FAQ
The reference pages cover the primitives in depth — components, backends, types, deployments, leases. This page collects the shorter questions that come up first, with answers kept short enough to read in place.
Questions are ordered roughly by what gets asked first. If a question isn't here, the answer is usually on one of the linked concept pages.
Do I have to learn all this myself?
No. The platform is built so an LLM can drive it for you. Install the CLI, run ppl mode general, then hand your agent a task starting with ppl docs get flows/quickstart. The agent reads the docs registry, picks the right flow, runs the bounded commands, and reports back. You answer questions, the agent does the setup. See Agent-mode output and the Quickstart for the hand-off prompt.
Do I need to install anything?
No — the App runs in the browser. You only need a local install if you want to write components in Python or C++, in which case you'll install the ppl CLI.
Which languages can I write components in?
Python and C++ are both first-class. Python is the right choice for ML integrations (PyTorch, ONNX, HuggingFace, Ultralytics). C++ is the right choice for low-latency, high-throughput components — the standard C++ ML SDK ships preinstalled (geometry, image, tensor helpers, Triton client, multi-object trackers).
See the Quickstart for both Python and C++ tracks.
Why does Pipelogic use a strict type system?
Streams between components are typed and checked at wire time. Connecting an Image output to a [BoundingBox] input fails immediately, before anything runs.
Concretely this gives you:
- Safety: mismatches are caught at composition time, not at runtime.
- Compatibility: components from different teams plug together without surprises.
- Documentation: the type signature is the spec.
- Reusability: define a domain type once (
{x: Float, y: Float, depth: Float}), every consumer agrees on the shape.
Can I use my own models?
Yes. Pipelogic ships managed serving services a Component picks via depends_on::
- Multi-model services (one instance, many models) — Triton (ONNX, TensorRT, TorchScript, TensorFlow SavedModel), TorchServe (PyTorch MAR), Ollama (LLM / VLM iteration).
- Parametrized services (one model = one instance) — vLLM (high-throughput LLM serving), SGLang (structured generation, VLMs, OpenAI-compatible).
You can upload your own artifact and bind it to a Component vertex, or point a vertex at a hub model id and let the serving service pull it.
See Models for the model preparation workflow.
Can I work with teammates?
Yes. Workspaces support multiple teammates with role-based access.

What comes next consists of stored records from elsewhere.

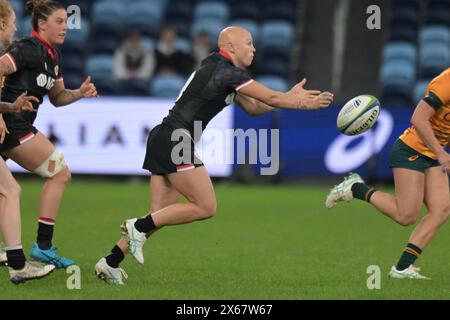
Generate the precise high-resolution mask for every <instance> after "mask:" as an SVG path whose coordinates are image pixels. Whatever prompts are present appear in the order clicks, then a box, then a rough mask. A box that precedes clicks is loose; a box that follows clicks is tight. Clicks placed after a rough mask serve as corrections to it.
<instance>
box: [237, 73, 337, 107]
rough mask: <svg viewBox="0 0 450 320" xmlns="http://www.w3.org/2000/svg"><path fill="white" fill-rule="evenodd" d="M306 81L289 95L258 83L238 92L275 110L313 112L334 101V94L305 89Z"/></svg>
mask: <svg viewBox="0 0 450 320" xmlns="http://www.w3.org/2000/svg"><path fill="white" fill-rule="evenodd" d="M305 82H306V80H302V82H300V83H298V84H297V85H296V87H297V88H296V90H291V91H289V92H287V93H283V92H279V91H274V90H271V89H269V88H267V87H266V86H264V85H262V84H261V83H259V82H257V81H252V82H251V83H249V84H248V85H245V86H243V87H242V88H240V89H239V90H238V92H239V93H240V94H243V95H245V96H247V97H250V98H253V99H256V100H258V101H260V102H262V103H264V104H266V105H269V106H271V107H273V108H284V109H304V110H313V109H321V108H326V107H328V106H329V105H330V103H331V102H332V101H333V94H331V93H330V92H322V93H320V94H318V93H319V91H315V90H306V89H304V88H303V85H304V83H305Z"/></svg>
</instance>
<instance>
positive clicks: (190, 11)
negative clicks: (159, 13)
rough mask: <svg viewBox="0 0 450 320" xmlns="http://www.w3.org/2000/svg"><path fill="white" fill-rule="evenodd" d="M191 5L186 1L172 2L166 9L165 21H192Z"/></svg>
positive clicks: (170, 1) (168, 4)
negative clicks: (165, 17)
mask: <svg viewBox="0 0 450 320" xmlns="http://www.w3.org/2000/svg"><path fill="white" fill-rule="evenodd" d="M193 6H194V5H193V3H192V2H190V1H187V0H172V1H170V2H169V3H168V5H167V9H166V21H167V20H172V19H182V20H187V21H190V20H191V19H192V7H193Z"/></svg>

Components, backends, and files are scoped to your workspace; you can transfer ownership between teammates.
Which browsers are supported?
Recent Chrome, Firefox, Safari, and Edge (Chromium-based). Older browsers may work but aren't actively tested.
Is there a free tier?
Yes. €0/month. 2 collaborators, 500 credits/month (250/day cap), 2 GB storage. Shared cloud runtime only.
Can I run backends on my own hardware?
Yes — on plans that entitle on-premise runtime. You register a Linux machine with your workspace, attach it to a runtime, and deploy. Two registration paths cover the common cases: a networked host that registers itself over HTTPS to the platform, and an air-gapped site through an offline fingerprint approval flow (available on plans that entitle the air-gapped runtime).
Once registered, the same backend you've been running in the managed cloud deploys unchanged onto your own hardware.
What's the difference between the CLI and the App?
Both edit the same underlying backend objects. Use the App when you want to assemble existing components into a working backend; use the CLI when you want to write the components themselves, automate releases, or script ops.
For exact command syntax, run ppl <command> --help.
What's a transformation vs a component?
A component is your code, your dependencies, your model — packaged as an image that runs on a runtime.
A transformation is a typed inlined primitive — flatten, lift_unroll, pack_record, filter, etc. It runs in-process between components, with no image to ship and no container to spin up, so it's free to use.
See Transformations.
What languages does the SDK support?
- Python SDK: CPython 3.10.
- C++ SDK: C++23, handled for you by the standard build system.
How do I report a bug?
First, decide whether it's a bug in your backend (your component crashes, your stream stalls — debug it yourself using the deployment view) or a bug in Pipelogic itself (the App misbehaves, the CLI crashes, a managed runtime fails). Only the second is something you file with us.
Discord #bugs for quick chats, support@pipelogic.ai for anything that needs more space. Include what you were doing, the error message, and how to reproduce.
Where this fits
Each answer above links to the concept page that covers it in full. If none of the questions match what you need, start with the Quickstart.